When I was little I was a huge hockey fan. Despite growing up in the UK I was lucky enough to grow up in a town with a team in the top league in the country and I could be found at the rink for every home game. However I wasn’t allowed to play. I desperately wanted to be a goaltender. Reading this is a small glimpse into all the things I enjoy about keeping goal in any sport. The writing on the psyche of those of that choose to stand in front of a puck for a living is great. It’s detailed enough to allow understanding but not so detailed that non-fans will be put off.

I wasn’t sure I’d like the decision to present the narrative in a non-chronological order, but actually that works too. For me it increased the understanding as to why Gabrielle is the way she is. The pressure on her is different than that on Sophie – which is hinted at in Sophie’s books, but it’s nice to have that explored further. There isn’t as much hockey action in this book – which is probably why it’s shorter, so non sports fans may prefer this instalment.

My only real gripe is with the front cover – this is a book about a goaltender – put a goaltenders mask on the front cover. They’re unique and interesting – Gabrielle’s is even described in the book.

Fans of the series should enjoy this, as should any hockey fans, sports fans and people that enjoy queer fiction. I think you could read this as a standalone – whilst it’s definitely strengthened by having read the other books, they aren’t necessary to enjoy this one.

I received an e-ARC via NetGalley in exchange for an honest review.

When Sparks Fly – Annie McDonald

Rating: 4 out of 5.
3.75 stars. Had I not read others reviews I would not have been expecting this story to be rooted in hockey in the way that it is. No complaints from me though as I love hockey and the setting works really well with these characters.

Luca is an iron sculptor. She used to play hockey until an incident on the ice left her career heading in other directions. She’s had to put a lot of her own dreams aside to support others, but has found a niche for herself coaching and working on her art.

Daniella is returning to her hometown to work as the team doctor for the local hockey team after working as a doctor in Guyana. She’s not well and is keeping everyone at a safe distance until she can resolve her feelings about her time in Guyana.

I love the diversity in the book, I learnt a lot through reading this and it has definitely piqued my interest in certain aspects of Canadian history. I enjoyed how the history was told through the secondary characters.

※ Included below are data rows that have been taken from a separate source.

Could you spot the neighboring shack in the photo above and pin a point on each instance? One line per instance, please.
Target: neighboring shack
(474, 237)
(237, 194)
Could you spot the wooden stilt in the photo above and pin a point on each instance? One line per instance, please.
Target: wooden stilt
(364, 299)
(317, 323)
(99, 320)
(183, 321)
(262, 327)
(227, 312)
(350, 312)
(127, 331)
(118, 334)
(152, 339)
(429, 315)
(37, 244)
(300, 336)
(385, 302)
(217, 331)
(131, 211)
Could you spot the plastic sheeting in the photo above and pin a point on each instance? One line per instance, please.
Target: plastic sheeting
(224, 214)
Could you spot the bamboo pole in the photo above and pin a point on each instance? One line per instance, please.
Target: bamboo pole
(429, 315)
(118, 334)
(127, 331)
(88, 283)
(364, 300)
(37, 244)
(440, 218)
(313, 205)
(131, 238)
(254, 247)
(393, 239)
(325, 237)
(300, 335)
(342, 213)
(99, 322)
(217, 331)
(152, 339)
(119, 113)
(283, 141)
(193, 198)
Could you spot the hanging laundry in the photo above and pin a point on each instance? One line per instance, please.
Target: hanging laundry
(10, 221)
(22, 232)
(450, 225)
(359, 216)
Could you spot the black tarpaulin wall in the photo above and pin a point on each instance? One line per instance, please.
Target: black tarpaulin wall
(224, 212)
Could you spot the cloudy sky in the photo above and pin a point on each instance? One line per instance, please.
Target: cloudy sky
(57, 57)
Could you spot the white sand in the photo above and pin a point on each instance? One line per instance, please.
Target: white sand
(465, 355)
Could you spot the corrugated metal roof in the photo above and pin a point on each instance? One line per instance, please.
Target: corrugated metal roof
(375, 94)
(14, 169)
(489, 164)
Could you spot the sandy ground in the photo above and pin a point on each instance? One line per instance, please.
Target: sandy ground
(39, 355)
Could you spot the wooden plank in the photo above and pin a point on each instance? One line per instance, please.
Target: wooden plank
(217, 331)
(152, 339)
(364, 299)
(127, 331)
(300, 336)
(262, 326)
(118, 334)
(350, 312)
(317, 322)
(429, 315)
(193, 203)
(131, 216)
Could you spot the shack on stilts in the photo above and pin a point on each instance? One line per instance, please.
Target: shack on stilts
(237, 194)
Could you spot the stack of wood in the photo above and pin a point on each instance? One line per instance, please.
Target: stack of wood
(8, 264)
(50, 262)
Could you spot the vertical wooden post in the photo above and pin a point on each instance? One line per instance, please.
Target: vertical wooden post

The relationship between the two leads is complicated. They have a history but it’s not the one you would expect. They’re attracted to each other but have their reasons to stay away. It makes for an interesting slow burn between two passionate characters.

McDonald has a way with words that mean the descriptive passages about skating and sculpture are almost moving to read. I’m definitely looking forward to reading more McDonald in the future.

I received an e-ARC via NetGalley in exchange for an honest review.